Simple and enlightening article Jesus. Just wanted to point out — had to tweak the code sample in the beginning to get it to work initially. The Chromosome constructor expects some value as input but does not make use of it, but in the subsequent example it isn’t provided as input. I think you meant to leave the input parameter off of the initialize method?

Jesus Castello says

You are right, while writing the article I was working on two different versions of the code, one where the Chromosome generates it’s own initial value & another where you give it the initial value.

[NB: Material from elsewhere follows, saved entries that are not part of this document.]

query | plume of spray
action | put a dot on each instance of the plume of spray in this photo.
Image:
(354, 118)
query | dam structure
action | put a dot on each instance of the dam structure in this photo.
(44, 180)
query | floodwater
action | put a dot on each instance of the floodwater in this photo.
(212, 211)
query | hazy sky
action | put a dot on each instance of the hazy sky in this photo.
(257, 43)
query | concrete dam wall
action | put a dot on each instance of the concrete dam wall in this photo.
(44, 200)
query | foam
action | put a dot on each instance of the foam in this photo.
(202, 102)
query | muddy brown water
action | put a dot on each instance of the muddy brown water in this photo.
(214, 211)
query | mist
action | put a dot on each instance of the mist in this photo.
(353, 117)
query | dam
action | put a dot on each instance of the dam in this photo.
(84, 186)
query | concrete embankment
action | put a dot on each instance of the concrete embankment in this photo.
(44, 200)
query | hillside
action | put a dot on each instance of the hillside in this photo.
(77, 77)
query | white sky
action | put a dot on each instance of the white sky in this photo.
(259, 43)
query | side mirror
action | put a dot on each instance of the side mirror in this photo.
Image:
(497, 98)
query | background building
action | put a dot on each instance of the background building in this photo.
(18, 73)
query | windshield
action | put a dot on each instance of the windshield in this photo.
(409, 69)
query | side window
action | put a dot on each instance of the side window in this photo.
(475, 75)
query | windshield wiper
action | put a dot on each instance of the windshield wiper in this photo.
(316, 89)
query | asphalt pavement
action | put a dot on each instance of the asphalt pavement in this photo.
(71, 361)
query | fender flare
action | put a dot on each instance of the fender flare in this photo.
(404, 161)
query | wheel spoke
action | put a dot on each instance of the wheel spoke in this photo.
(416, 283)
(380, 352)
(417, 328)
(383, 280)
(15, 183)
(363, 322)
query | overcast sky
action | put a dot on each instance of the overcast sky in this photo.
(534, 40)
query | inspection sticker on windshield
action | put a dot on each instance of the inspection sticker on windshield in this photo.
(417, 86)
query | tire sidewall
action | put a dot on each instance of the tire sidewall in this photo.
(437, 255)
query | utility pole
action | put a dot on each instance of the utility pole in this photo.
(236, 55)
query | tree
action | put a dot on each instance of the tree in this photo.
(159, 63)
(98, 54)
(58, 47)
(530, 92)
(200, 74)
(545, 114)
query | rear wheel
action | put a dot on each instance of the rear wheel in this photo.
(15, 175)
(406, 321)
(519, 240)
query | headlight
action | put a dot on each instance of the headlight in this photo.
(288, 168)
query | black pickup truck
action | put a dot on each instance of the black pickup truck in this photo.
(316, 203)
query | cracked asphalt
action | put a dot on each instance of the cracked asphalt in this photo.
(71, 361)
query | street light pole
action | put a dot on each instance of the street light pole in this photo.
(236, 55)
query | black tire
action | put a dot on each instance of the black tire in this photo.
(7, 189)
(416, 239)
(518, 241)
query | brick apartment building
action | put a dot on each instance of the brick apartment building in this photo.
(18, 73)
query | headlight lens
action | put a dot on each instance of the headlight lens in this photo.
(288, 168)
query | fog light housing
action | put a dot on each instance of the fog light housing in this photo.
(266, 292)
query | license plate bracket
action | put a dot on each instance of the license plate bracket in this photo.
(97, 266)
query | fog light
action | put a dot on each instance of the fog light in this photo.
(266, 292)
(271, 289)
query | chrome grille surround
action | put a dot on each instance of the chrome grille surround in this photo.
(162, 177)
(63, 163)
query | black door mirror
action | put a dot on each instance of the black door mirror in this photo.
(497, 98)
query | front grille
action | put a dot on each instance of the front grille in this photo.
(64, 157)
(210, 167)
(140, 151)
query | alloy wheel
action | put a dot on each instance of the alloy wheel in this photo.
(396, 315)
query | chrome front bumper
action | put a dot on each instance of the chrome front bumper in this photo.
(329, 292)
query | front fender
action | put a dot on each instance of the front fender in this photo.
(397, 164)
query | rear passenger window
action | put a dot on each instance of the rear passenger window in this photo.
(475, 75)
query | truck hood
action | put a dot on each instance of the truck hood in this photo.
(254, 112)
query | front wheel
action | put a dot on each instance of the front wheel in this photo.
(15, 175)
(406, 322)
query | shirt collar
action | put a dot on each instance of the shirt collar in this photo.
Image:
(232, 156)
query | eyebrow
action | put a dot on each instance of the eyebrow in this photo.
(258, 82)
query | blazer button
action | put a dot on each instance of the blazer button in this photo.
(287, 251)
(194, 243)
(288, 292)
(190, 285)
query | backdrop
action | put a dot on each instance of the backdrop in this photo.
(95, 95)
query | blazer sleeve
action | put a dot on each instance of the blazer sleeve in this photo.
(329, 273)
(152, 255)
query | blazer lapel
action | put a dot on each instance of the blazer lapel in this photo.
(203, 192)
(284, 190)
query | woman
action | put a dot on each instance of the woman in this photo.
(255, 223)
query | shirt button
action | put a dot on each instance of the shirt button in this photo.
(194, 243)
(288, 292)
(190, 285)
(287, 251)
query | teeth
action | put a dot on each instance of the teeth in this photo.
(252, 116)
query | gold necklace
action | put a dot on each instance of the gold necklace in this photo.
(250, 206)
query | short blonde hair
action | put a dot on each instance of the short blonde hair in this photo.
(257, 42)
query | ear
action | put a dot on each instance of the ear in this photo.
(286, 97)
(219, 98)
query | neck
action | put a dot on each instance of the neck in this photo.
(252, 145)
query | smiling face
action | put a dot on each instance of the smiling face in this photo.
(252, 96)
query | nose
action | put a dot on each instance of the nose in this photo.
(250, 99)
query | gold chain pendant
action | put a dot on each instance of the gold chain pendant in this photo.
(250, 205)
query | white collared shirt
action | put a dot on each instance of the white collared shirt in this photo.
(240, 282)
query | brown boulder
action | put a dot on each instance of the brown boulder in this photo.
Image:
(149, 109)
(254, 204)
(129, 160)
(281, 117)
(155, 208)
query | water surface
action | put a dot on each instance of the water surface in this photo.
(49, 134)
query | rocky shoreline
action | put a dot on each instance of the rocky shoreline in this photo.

In this example you can leave off the parameter since it it’s generating its own value.

Thanks for reading 🙂

michaelkeenan says

Anyone know what tweaks are required to get the code working? In particular, how should the run method be modified to take the four arguments?

Felipe Elias Philipp says

you should check the github repo

michaelkeenan says

Oh, oops, I should have read more carefully. Thanks!

fjrg76 says

I’m new at Ruby, but seasoned programmer (mainly in C++ and in OOP). I was typing your code letter by letter (it’s good for learning new stuff) and in the class Chromosome you’ve stablished that each chromosome is made up 10 bits, but in the Fitness class you’re using only 7 objects. Good for me that I also know a little bit about GA, otherwise I wouldn’t understood why in one place you’re using one figure while in other place you’re using other figure!!! Also good for me that I understand what you’re trying to do with the KS problem, otherwise, again, I would be totally clueless.

I’ll keep writing down your code. I’ll let you know any other problems I potentially find.

Apart from those little misunderstandings, great article!